Do-Overs May Come Down To Money
There's no do-overs in life, my ex-girlfriend once told me. But that was a long time before the 2008 Democratic nomination fight, where Florida and Michigan's flouting of the nomination calendar has become inseparably intertwined with the tight nomination fight between Hillary Clinton and Barack Obama.
The dispute has moved to the front burner as the party faces a relative lull in the nomination calendar. True, there's a Saturday caucus in Wyoming and a Mississippi primary Tuesday, but Obama is expected to win those two small states. The real question is six weeks of trench warfare between Clinton and Obama in Pennsylvania, while John McCain works on party unity.
Democratic National Committee chair Howard Dean's public stance remains firm toward the two states that have lost their delegates for violating the party's nomination calendar rules. "First, either state can choose to resubmit a plan and run a party process to select delegates to the convention," Dean wrote in a Wednesday letter. "Second, they can wait until this summer and appeal to the Convention Credentials Committee, which determines and resolves any outstanding questions about the seating of delegates." No one seems to want the latter option, which would push the Florida-Michigan fight, and the determination of the nominee, to the brink of the national convention.
The early states, too, are standing firm in their resolve to fairness and the rules. "If Michigan and Florida and the Clinton supporters in those states, if they continue to push to have their delegates (from the early primaries) seated, it will create an uproar in the Democratic Party around the country," Sen. Tom Harkin told Iowa Independent and other media on a conference call Thursday.
So the consensus for a do-over is emerging, but questions remain about who's going to pay.
Marc Arbinder of the Atlantic reports that there was a direct conversation between DNC chair Howard Dean and Florida Sen. Bill Nelson Thursday night.
"The Democrats in Florida want their votes counted under the principle of one person, one vote. And we're a little sensitive about our votes not being counted," Nelson told MSNBC earlier Thursday. "And so, if the only way to do that is to do it over, then I would support that." The statement was seen as an an important step toward support of the re-vote concept by the Clinton Campaign.
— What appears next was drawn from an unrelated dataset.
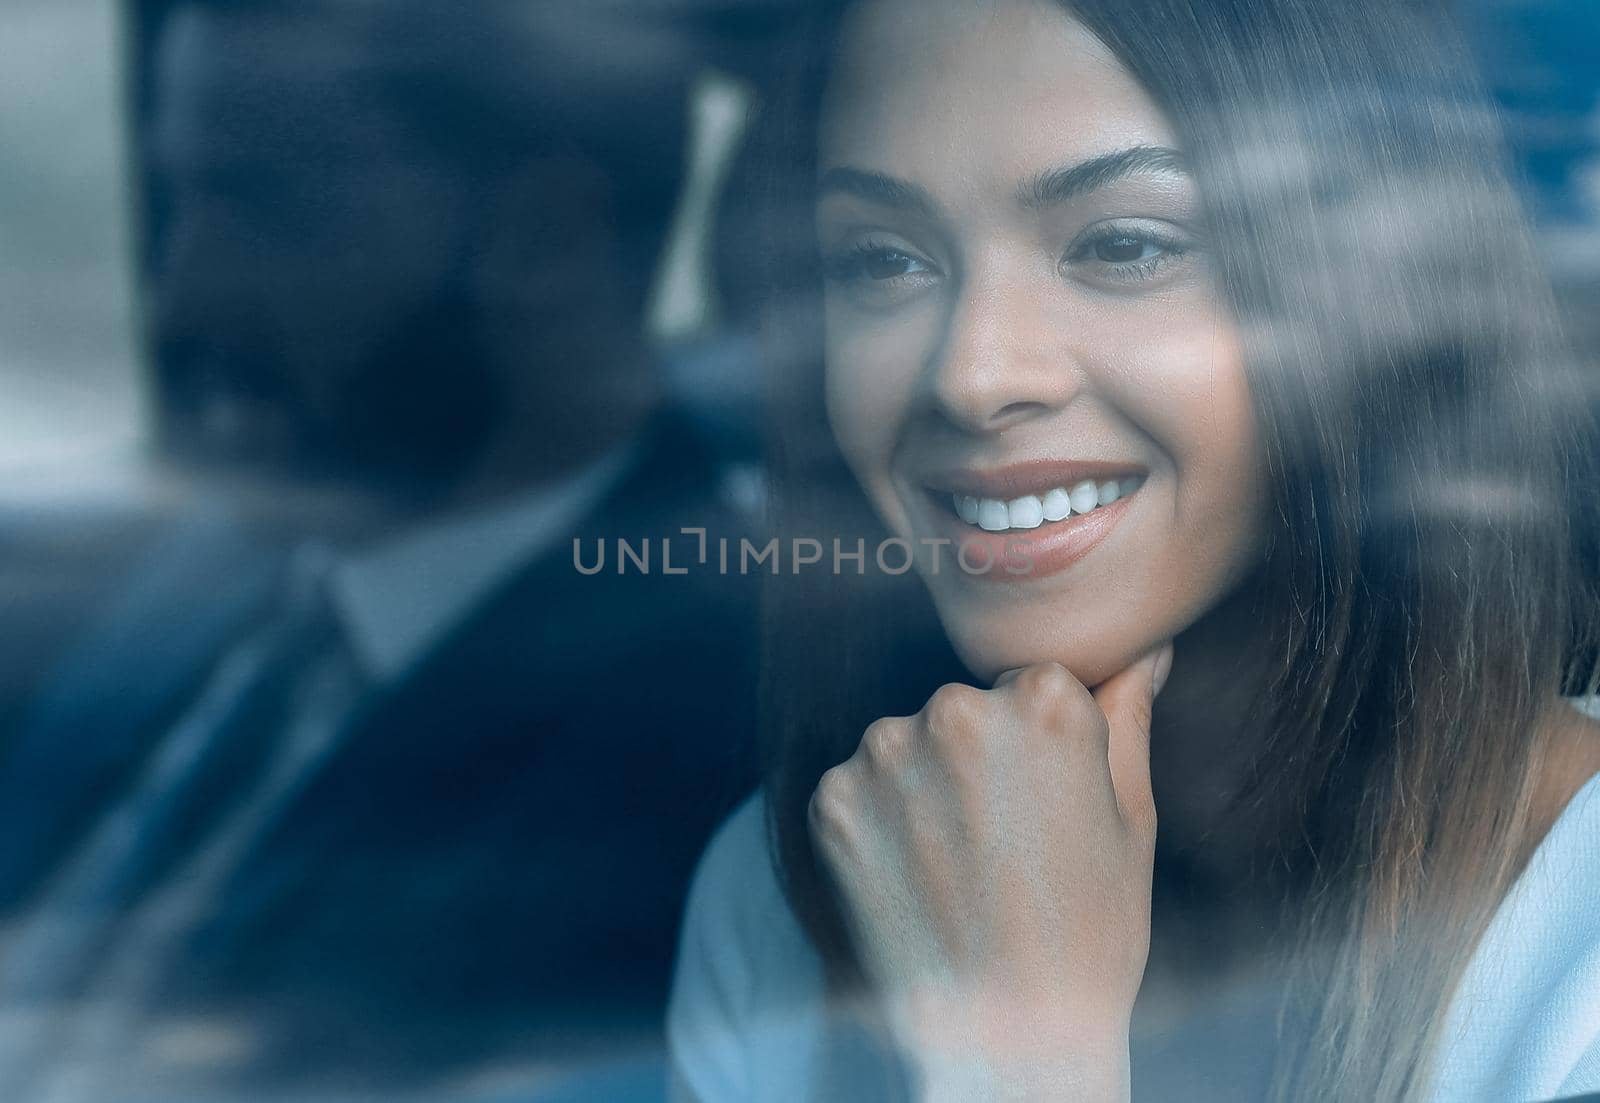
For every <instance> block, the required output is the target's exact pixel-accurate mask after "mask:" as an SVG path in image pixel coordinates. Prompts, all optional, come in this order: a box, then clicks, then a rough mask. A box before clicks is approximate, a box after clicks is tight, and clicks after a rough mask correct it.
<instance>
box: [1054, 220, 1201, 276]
mask: <svg viewBox="0 0 1600 1103" xmlns="http://www.w3.org/2000/svg"><path fill="white" fill-rule="evenodd" d="M1189 251H1190V245H1189V242H1187V240H1186V239H1184V237H1181V235H1179V234H1176V232H1171V231H1166V229H1157V227H1152V226H1115V224H1114V226H1102V227H1096V229H1093V231H1090V232H1088V234H1085V235H1083V237H1080V239H1078V240H1077V242H1074V243H1072V248H1069V250H1067V256H1066V259H1064V261H1062V269H1067V267H1072V269H1078V271H1082V272H1085V274H1086V275H1090V277H1091V279H1096V280H1102V282H1104V280H1109V282H1114V283H1131V285H1138V283H1146V282H1150V280H1155V279H1157V277H1160V275H1165V274H1166V272H1168V269H1170V266H1171V264H1173V263H1174V261H1178V259H1181V258H1184V256H1187V253H1189Z"/></svg>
Nelson, like most party leaders in both Florida and Michigan, is a Clinton supporter, and he'd previously sued the DNC over the exclusion of Florida's delegates.
"I have written to Howard Dean today to say, if you're not going to seat the Florida delegation, then pay for another election, and let's get the party unified, and let's get Florida and Michigan seated," Nelson also said. But according to Arbinder, Dean instead encouraged Florida Democrats to take soft money donations to pay for the do-over.
The Politico's Ben Smith estimates the cost of a vote-by-mail primary at about $5 million. Perhaps stirring the pot in the other party, Florida's Republican Governor Charlie Crist has offered state taxpayer money to pay for the re-vote.
Up in Michigan, meanwhile, consensus seems to be moving toward a caucus rather than a primary. "They want to play. They know how to do caucuses," a DNC rules committee source told the New Republic. "That was their plan all along, before they got cute with the primary."
Money is an issue here, too. Gov. Jennifer Granholm, a Clinton supporter, told the Traverse City Business News her first choice would seating the delegates from the Jan.15 primary, which Clinton won handily over "uncommitted." But Granholm acknowledged that Barack Obama's absence from the the ballot creates a fairness issue.
"It could not be a primary because a primary is publicly paid for, and the taxpayers would not spend any more tax dollars on a primary," Granholm said. "So if there's anything it would have to be a caucus, but we'd have to have a way to pay for it without taxpayer dollars."
Michigan has held events called "caucuses" in the past, but those events have been very different than Iowa's town-meeting style events. The nickname is "firehouse caucus" and they've been day-long events where people show up whenever and cast a secret ballot, making the caucus more like a party-run election. The most prominent Michigan caucus was Jesse Jackson Sr.'s March 1988 win, the high water mark of his second campaign.
In a move that may be completely unrelated, Puerto Rico Democrats canceled a June 7 caucus, which was supposed to be the last contest on the calendar, in favor of a June 1 primary. This makes June 3 primaries in Montana and South Dakota the new last contest -- until and unless Florida and Michigan reschedule.